# AI Lesson 04a: SQL for Machine Learning (INSTRUCTOR SOLUTIONS)

## Database Applications Development

**Purpose:** Learn SQL to efficiently work with real-world datasets for machine learning

### Why We're Learning SQL in an AI Course

**The Reality:**
- Most ML data doesn't come from CSV files
- Companies store millions/billions of records in databases
- SQL lets you **filter data BEFORE loading** (saves memory!)
- SQL lets you **combine multiple data sources**
- SQL lets you **create new features** through aggregation

**Today's Dataset:** NBA basketball statistics (5 seasons of data)

**What You'll Learn:**
- Connect to SQLite database
- Write SELECT queries to extract data
- Use WHERE to filter records
- Use ORDER BY to sort results
- Use LIMIT to control output size
- Load SQL results into pandas for ML

Let's get started!

### What is SQL??
SQL (Structured **Query** Language) is used to ask questions of a database.
It tells the database what data you want and how to organize it.

### What is SQLite??
SQLite is a lightweight, file-based database system.  The entire database lives in a single `.db` file.  It uses SQL but does not require a server to run.


---

## Part 1: Setup and Database Connection

In [4]:
# Import the libraries we need
import pandas as pd
import sqlite3

# Connect to the NBA database
conn = sqlite3.connect('nba_5seasons.db')

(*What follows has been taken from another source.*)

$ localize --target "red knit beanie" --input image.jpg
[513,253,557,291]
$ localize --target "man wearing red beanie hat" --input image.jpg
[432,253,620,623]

print("✅ Connected to NBA database successfully!")
print("\nThis database contains:")
print("  - Team information (30 NBA teams)")
print("  - Player information (hundreds of players)")
print("  - Team game statistics (thousands of games)")
print("  - Player season statistics (multiple seasons)")

✅ Connected to NBA database successfully!

This database contains:
  - Team information (30 NBA teams)
  - Player information (hundreds of players)
  - Team game statistics (thousands of games)
  - Player season statistics (multiple seasons)


### What Just Happened?

- `import pandas as pd` - Brings in pandas for DataFrame operations
- `import sqlite3` - Brings in SQLite database functionality
- `sqlite3.connect()` - Opens a connection to our database file
- `conn` - This connection object lets us send SQL queries

**Important:** The database file (`nba_5seasons.db`) must be in the same folder as this notebook!

---

## Part 2: Exploring the Database Structure

In [13]:
# Let's see what tables are in our database
query = """
SELECT name 
FROM sqlite_master 
WHERE type='table'
ORDER BY name
"""

tables = pd.read_sql(query, conn)     # Run the SQL query and store the result in a DataFrame
print("Tables in our database:")      # Print a simple text label to the output
display(tables)                       # Show the DataFrame as a formatted table (Jupyter-only)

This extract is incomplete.